Developing Leadership and Patient Advocacy Skills Utilizing a Virtual Interprofessional Simulation
The purpose of this experience was to expose pharmacy and nursing students to leadership and patient advocacy skills within an interprofessional team. The experience allowed students to immerse into an interactive environment during remote learning through a virtual simulation. It also assessed students’ self-perception of leadership ability, patient advocacy skills, understanding the role of other professions, and interprofessional communication skills pre- and post-simulation activity.
Interprofessional teams of pharmacy and nursing students participated in a virtual simulation interacting with a standardized patient. The scenario was designed to invoke situational leadership and patient advocacy opportunities. Students completed pre-work, which included literature readings on patient advocacy and transition of care, and a pre-survey. The pre-survey included the self-rating of each student’s confidence in four items: leadership abilities, patient advocacy, understanding the other profession's role, and interprofessional communication skills. A debrief led by pharmacy and nursing faculty culminated the simulation experience after which students completed a post survey measuring the same four pre-survey items. A Wilcoxon signed rank test was used to analyze the data.

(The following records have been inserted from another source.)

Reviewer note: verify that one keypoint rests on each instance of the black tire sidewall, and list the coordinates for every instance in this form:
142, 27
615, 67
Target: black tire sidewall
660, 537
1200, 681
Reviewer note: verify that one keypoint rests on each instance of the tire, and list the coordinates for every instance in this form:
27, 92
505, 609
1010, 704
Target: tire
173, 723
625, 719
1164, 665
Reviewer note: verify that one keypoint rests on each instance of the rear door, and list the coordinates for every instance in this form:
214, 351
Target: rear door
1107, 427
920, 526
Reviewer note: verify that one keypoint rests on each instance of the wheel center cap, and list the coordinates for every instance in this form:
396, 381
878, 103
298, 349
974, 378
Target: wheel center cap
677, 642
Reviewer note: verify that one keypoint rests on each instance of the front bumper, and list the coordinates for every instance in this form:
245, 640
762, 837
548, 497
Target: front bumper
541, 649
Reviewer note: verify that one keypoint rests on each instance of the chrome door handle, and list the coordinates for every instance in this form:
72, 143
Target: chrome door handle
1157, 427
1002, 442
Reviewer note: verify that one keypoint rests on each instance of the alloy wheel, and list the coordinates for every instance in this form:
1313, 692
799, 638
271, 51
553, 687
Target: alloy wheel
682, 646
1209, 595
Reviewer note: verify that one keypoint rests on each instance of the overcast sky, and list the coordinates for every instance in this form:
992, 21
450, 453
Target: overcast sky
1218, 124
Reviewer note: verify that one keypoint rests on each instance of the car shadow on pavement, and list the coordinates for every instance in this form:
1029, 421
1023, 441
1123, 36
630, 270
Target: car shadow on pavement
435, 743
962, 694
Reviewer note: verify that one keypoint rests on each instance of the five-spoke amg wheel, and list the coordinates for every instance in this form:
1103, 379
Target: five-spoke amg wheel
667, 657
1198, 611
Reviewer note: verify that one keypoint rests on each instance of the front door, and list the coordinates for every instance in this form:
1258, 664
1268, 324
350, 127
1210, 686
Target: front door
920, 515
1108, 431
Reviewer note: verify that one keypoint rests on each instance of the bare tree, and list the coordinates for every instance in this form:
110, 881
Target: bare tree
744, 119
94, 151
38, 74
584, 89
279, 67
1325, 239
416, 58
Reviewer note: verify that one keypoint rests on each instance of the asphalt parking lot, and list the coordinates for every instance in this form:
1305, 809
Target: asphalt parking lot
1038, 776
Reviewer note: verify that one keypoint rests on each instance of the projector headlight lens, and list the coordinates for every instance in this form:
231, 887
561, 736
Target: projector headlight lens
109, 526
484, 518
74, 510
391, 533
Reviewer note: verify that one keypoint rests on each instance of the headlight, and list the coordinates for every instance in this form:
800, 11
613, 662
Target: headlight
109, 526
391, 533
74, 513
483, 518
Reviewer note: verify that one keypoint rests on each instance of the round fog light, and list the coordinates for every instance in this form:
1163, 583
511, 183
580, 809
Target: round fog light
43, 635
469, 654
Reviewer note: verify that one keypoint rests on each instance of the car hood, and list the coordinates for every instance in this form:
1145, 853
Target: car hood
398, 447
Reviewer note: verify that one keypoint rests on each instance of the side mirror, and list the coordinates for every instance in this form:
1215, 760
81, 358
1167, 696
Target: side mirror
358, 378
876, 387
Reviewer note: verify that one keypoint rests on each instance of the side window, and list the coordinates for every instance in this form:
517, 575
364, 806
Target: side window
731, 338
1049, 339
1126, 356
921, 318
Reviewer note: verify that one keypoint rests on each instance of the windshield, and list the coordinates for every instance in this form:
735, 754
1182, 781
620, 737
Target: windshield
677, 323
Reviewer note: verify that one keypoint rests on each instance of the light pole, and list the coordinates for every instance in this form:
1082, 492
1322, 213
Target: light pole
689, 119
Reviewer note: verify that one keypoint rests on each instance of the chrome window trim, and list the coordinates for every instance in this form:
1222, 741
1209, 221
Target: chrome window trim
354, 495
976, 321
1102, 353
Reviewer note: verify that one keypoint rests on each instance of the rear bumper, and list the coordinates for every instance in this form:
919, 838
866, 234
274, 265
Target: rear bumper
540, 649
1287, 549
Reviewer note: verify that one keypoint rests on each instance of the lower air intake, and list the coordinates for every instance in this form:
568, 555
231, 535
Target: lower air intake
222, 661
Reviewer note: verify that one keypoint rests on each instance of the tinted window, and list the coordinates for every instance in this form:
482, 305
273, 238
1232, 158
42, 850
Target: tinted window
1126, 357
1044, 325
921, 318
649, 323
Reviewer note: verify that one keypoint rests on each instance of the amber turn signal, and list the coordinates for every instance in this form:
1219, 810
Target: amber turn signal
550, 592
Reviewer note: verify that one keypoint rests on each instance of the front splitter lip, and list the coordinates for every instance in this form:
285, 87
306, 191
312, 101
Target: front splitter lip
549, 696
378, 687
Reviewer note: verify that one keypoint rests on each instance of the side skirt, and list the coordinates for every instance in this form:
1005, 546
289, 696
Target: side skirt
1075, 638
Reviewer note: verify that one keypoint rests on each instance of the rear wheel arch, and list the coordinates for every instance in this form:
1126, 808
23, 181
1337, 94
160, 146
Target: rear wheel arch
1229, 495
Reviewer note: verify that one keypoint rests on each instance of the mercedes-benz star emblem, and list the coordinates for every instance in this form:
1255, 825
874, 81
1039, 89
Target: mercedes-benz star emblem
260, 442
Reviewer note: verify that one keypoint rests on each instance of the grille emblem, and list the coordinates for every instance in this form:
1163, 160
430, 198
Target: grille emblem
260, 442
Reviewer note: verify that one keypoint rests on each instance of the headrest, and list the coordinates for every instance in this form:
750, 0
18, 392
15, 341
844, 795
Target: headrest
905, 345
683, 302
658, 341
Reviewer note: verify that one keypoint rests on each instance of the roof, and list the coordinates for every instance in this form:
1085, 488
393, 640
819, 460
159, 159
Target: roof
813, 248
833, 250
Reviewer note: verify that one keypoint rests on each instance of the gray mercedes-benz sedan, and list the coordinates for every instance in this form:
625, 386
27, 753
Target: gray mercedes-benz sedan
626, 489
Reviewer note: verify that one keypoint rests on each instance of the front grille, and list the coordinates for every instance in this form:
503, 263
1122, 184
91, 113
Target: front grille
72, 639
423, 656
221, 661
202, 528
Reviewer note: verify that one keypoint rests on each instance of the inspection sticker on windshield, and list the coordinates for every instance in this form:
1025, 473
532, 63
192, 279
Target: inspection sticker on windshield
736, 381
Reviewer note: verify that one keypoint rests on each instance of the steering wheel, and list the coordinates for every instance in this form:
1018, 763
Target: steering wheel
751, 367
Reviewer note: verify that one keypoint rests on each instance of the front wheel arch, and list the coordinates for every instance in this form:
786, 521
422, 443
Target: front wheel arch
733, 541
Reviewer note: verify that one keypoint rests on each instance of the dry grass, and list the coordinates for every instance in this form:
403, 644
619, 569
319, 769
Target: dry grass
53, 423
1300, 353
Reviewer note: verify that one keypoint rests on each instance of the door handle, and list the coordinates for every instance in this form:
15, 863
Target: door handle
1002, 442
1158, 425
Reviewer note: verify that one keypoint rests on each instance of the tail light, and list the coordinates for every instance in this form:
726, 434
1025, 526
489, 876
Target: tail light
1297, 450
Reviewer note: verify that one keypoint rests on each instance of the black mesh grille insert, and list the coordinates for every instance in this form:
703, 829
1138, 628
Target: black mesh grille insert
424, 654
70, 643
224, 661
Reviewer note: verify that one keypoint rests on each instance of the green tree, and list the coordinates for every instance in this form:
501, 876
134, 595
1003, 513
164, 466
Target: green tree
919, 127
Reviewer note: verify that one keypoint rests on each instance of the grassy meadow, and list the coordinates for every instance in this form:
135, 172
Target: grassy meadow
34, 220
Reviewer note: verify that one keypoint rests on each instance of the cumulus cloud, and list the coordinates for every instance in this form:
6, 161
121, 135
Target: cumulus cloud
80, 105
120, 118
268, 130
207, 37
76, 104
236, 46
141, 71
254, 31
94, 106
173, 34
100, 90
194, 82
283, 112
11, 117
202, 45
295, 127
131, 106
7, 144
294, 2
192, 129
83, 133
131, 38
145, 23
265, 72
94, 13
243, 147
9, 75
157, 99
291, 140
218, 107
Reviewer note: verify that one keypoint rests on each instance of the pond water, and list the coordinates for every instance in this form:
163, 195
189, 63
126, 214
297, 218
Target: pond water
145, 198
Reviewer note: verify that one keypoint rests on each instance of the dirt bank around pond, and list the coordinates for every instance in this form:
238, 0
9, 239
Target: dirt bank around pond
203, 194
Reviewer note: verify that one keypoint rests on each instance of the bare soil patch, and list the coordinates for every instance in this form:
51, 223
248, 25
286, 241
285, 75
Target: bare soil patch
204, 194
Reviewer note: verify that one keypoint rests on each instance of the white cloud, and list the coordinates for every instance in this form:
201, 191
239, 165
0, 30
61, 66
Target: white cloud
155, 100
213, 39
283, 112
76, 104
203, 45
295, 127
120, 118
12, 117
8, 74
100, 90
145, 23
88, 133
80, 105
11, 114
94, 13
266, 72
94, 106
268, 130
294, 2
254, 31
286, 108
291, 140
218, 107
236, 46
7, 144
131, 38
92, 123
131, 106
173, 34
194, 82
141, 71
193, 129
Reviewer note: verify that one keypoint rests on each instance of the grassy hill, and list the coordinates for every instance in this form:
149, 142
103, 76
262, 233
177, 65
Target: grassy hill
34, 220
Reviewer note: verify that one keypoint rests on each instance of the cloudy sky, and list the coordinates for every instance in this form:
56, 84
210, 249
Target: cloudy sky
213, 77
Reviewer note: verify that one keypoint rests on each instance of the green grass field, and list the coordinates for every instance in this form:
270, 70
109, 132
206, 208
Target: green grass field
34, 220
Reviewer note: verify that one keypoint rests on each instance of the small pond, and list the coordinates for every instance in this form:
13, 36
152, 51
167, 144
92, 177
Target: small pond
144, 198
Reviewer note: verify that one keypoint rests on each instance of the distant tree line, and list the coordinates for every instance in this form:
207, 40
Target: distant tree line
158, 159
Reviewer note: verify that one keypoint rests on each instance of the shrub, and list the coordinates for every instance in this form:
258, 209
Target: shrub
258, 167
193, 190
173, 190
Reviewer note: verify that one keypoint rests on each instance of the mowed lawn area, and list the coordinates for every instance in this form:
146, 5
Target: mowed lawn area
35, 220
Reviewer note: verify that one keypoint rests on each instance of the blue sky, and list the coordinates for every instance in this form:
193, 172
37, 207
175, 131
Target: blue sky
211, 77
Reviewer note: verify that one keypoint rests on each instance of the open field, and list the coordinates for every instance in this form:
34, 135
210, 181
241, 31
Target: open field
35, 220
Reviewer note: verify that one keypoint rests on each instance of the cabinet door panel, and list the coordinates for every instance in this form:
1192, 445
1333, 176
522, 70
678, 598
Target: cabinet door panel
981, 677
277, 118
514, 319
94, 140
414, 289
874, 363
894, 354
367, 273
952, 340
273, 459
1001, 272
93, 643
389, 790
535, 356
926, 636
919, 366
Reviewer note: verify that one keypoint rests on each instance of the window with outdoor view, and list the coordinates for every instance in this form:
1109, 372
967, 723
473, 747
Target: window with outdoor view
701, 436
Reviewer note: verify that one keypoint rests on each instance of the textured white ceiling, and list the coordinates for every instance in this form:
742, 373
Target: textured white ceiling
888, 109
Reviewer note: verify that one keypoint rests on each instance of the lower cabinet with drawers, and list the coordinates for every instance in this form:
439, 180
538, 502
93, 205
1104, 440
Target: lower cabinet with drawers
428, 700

Thirty-six second-year pharmacy students and thirty-seven senior nursing students participated in the experience and completed both pre and post surveys. Student self-rating increased in all four categories: confidence in leadership ability (3.37 vs 3.82, p < 0.01), patient advocacy (3.77 vs 4.2, p < 0.01), understanding the other profession’s role (3.34 vs 4.04, p < 0.01), and interprofessional communication (3.57 vs 4.17, p < 0.01). Additionally, all post survey respondents remarked that they would recommend this experience to future students.
Participation in an interprofessional virtual simulation between pharmacy and nursing students focused on leadership development and patient advocacy demonstrated a statistically significant increase in students’ confidence in their ability of leadership, patient advocacy skills, understanding the other profession’s role, and interprofessional communication. However, further studies with larger sample size are warranted to assess generalizability of these findings.
The experience provides an opportunity to improve patient care through offering insight into healthcare resource limitations, patient concerns and preferences, and consideration of students’ roles as healthcare professionals to advocate for patients. It also exposes students to a virtual setting, which is vital in the current healthcare climate and offers an option when remote learning is required. Other health profession programs can replicate and tailor the experience to their learning needs. Some exposure to clinical rotations and healthcare settings prior to the simulation is ideal to maximize effectiveness of the experience.